WotC could collabs with Epic Games for a "Fortnite" version of Gamma World/Star Frontiers/Alternity-Star*Drive, like retropunk - vintage sci-fi.
 



edhel

Explorer
This ... is actually insightful and could play into some interesting "Simplified D&D" concept games.

Take the 5 slot inventory, as an example. Designate one slot for Armor and give the player a "Non-Slot" weapon, like Fortnite, and suddenly the choices, by class, become pretty obvious.

Fighter: Melee Weapon, Ranged Weapon, Shield, Health Potion
Rogue: Off Hand Weapon, Ranged Weapon, Torch, Thieves Tools
Wizard: Spell, Spell, Spell, Spell

Yeah. In a Fortnite style game, Wizards would get spells as items since they're as reusable as shotguns (Just need to get ammo). Fighter's gotta have the sword and board option, the big weapon option, and the ranged option. Rogue's gotta be able to disarm traps...
This is basically the OSR rpg Knave.
 

Fortnite to me is the boy band of gaming.

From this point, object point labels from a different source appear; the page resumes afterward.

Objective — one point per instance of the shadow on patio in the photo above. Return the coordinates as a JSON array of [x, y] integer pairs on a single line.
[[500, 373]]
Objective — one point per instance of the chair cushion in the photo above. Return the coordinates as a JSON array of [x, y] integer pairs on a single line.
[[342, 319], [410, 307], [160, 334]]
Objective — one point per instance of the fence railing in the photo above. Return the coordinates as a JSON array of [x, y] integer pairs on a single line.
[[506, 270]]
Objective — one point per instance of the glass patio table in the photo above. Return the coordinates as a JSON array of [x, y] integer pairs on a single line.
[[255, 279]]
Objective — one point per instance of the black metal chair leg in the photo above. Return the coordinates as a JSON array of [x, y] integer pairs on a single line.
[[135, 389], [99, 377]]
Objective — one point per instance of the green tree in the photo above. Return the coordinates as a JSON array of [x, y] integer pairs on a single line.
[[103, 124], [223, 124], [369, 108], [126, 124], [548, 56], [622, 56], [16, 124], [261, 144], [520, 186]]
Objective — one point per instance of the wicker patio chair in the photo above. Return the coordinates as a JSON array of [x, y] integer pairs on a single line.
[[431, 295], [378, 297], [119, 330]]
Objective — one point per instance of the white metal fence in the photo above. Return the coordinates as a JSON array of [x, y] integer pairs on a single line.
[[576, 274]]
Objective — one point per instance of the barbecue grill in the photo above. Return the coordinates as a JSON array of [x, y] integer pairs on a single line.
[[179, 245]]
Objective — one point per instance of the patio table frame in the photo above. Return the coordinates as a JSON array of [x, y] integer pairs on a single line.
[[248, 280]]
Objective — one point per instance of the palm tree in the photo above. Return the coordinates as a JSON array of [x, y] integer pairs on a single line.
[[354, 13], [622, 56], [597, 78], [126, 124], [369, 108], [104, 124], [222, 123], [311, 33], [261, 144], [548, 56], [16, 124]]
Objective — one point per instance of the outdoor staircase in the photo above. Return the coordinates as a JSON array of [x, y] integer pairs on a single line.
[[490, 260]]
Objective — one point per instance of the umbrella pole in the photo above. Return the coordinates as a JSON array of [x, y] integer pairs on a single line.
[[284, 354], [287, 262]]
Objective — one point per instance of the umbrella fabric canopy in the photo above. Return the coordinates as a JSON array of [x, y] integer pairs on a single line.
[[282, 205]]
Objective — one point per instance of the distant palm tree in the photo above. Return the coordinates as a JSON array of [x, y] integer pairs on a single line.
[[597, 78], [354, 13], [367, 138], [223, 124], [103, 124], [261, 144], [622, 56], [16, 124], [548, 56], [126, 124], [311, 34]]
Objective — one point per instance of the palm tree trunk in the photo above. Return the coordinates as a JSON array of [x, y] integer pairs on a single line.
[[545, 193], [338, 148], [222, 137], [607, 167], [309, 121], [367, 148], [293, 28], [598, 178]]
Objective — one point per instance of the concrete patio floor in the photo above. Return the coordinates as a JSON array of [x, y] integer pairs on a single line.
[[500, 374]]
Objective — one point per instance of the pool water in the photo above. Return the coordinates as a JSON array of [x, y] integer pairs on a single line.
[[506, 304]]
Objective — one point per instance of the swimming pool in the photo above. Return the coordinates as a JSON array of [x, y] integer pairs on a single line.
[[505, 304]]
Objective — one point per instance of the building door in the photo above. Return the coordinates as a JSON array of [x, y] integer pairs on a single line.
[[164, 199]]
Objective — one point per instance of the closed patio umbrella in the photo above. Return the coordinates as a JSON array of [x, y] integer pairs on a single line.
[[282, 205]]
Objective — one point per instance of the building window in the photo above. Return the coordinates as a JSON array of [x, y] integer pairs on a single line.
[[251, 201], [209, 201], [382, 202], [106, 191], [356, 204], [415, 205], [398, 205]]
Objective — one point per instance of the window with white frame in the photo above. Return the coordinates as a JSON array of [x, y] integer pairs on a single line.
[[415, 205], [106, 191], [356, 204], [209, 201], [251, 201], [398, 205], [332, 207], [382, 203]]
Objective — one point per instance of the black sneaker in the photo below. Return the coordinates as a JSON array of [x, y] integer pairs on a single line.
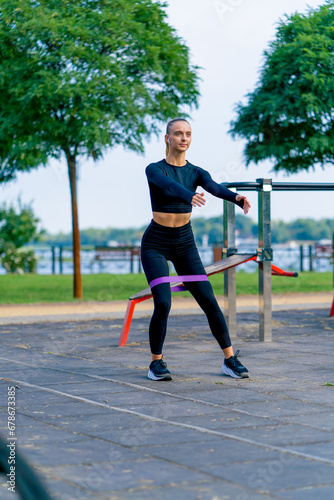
[[233, 368], [158, 370]]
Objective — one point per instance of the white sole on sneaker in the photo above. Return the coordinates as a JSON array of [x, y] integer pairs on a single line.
[[227, 371], [154, 377]]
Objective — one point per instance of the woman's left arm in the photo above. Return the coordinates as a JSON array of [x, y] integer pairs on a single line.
[[220, 191]]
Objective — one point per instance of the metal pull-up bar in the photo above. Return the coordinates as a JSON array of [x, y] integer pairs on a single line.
[[264, 250]]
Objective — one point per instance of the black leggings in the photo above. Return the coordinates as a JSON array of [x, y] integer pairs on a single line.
[[177, 244]]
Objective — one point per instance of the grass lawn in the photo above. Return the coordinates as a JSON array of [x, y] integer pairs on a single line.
[[16, 289]]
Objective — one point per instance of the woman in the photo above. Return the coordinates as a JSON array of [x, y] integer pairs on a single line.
[[173, 183]]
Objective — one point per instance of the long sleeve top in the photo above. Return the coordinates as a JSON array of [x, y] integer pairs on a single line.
[[172, 188]]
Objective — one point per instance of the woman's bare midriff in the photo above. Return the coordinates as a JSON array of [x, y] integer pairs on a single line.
[[171, 220]]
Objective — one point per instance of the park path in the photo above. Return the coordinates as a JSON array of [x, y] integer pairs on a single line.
[[95, 427], [181, 305]]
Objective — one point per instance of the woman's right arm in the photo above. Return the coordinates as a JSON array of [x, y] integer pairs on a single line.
[[171, 187]]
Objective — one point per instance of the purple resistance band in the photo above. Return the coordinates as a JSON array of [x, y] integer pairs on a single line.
[[170, 279]]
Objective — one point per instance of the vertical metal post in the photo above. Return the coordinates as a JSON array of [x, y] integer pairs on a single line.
[[60, 260], [131, 261], [310, 255], [230, 290], [265, 254], [301, 258], [53, 257]]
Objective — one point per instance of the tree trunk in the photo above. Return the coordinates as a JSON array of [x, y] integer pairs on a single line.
[[77, 283]]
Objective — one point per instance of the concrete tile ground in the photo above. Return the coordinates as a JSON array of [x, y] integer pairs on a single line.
[[94, 427]]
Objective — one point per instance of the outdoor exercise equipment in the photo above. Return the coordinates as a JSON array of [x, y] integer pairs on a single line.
[[231, 258]]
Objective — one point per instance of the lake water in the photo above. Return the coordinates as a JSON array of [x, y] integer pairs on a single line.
[[286, 258]]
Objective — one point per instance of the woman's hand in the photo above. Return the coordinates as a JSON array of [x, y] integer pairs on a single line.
[[247, 205], [198, 200]]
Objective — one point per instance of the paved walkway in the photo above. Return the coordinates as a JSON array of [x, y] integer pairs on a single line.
[[115, 310], [95, 427]]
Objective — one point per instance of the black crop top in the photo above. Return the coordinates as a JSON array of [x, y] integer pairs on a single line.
[[172, 188]]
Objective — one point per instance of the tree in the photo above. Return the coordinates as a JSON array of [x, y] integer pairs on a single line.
[[289, 117], [79, 77]]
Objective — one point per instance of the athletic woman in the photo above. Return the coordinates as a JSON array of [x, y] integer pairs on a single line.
[[173, 183]]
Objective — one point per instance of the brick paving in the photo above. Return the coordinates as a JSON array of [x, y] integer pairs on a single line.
[[94, 427]]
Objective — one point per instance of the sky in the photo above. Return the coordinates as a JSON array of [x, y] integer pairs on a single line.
[[227, 39]]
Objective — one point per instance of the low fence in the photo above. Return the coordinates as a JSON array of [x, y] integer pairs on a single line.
[[124, 260]]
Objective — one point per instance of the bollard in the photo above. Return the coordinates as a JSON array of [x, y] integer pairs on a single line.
[[301, 258], [53, 257], [265, 257], [310, 255], [230, 292], [60, 260]]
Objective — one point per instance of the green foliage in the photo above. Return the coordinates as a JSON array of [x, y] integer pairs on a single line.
[[289, 116], [34, 288], [17, 228], [18, 261], [82, 76]]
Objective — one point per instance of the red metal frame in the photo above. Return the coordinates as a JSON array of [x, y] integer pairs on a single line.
[[275, 271], [332, 309]]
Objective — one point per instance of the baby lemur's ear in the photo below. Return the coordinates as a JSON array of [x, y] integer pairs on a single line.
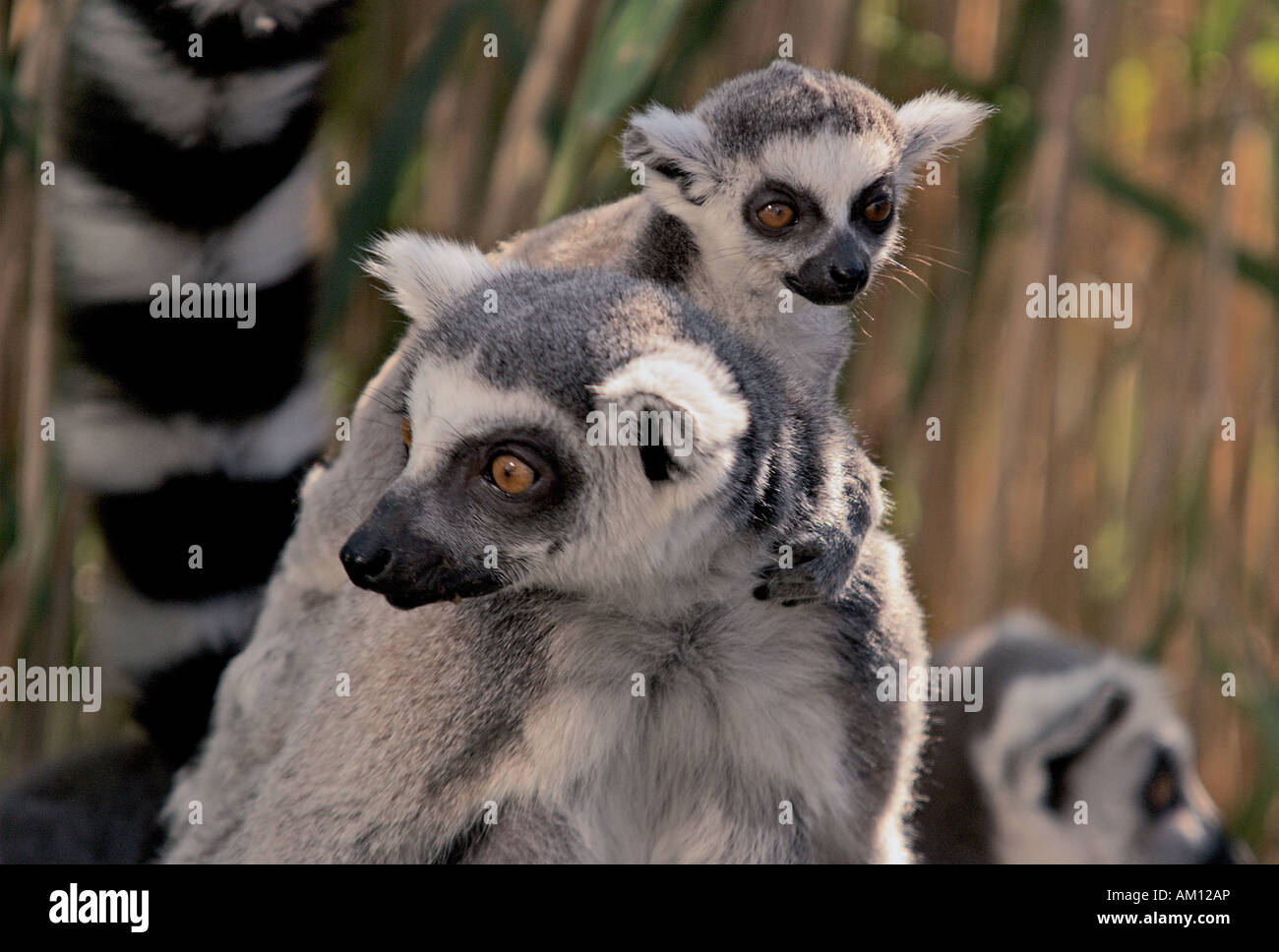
[[935, 122], [423, 273], [677, 146], [685, 408]]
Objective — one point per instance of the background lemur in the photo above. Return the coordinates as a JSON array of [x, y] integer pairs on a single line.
[[784, 179], [184, 431], [1061, 724], [612, 563]]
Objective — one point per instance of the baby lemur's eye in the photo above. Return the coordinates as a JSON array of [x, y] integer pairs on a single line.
[[512, 474], [879, 212], [1162, 791], [775, 214]]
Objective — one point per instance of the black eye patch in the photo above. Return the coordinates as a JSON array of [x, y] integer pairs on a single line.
[[1162, 790], [1060, 767], [807, 209]]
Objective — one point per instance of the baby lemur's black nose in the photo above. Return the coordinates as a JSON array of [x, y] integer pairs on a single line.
[[848, 276], [365, 559]]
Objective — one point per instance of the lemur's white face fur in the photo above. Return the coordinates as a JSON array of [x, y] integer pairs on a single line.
[[793, 176], [500, 483]]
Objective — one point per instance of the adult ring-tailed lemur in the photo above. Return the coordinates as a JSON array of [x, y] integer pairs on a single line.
[[554, 652]]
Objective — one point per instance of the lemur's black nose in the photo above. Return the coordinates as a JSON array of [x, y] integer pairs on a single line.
[[365, 559], [848, 276]]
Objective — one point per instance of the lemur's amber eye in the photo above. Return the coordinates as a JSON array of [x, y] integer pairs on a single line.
[[878, 212], [775, 214], [512, 474], [1162, 791]]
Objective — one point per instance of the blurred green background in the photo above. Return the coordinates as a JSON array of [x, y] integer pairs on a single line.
[[1107, 167]]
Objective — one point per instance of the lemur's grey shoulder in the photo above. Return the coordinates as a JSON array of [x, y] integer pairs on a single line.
[[588, 238]]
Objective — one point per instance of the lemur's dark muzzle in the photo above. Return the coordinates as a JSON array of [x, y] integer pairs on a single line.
[[389, 556], [834, 275]]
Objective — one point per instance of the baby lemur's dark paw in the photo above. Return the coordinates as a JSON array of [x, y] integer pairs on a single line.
[[804, 572]]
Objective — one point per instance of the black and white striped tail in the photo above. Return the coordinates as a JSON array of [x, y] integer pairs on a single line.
[[190, 431]]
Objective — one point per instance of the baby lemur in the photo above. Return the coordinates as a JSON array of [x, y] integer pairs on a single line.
[[575, 653], [772, 204]]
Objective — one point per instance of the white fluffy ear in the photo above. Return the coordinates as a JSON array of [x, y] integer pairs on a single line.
[[423, 273], [937, 122], [701, 410], [677, 146]]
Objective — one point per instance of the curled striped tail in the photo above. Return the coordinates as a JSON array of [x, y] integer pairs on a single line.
[[193, 404]]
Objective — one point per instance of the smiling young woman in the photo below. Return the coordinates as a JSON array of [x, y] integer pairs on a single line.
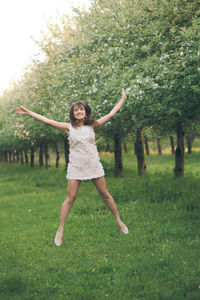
[[84, 162]]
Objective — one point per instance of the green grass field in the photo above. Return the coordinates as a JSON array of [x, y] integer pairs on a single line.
[[159, 259]]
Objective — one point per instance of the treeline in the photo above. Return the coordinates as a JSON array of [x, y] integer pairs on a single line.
[[151, 48]]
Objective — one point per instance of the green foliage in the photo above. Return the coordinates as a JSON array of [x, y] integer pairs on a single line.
[[157, 260]]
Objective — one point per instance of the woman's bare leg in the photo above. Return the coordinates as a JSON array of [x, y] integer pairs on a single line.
[[100, 184], [72, 191]]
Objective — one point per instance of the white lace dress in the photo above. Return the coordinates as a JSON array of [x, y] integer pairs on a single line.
[[84, 162]]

I have no idea what this means.

Anyway, I can relate to @talien. I too got into Fortnite to play with my kids. And I can definitely see how some of the group activities line up with D&D. But now my kids have moved on to Roblox and Minecraft, and I'm left occasionally playing Fortnite by myself. FWIW, I'm strictly a "No Build" mode player at this point.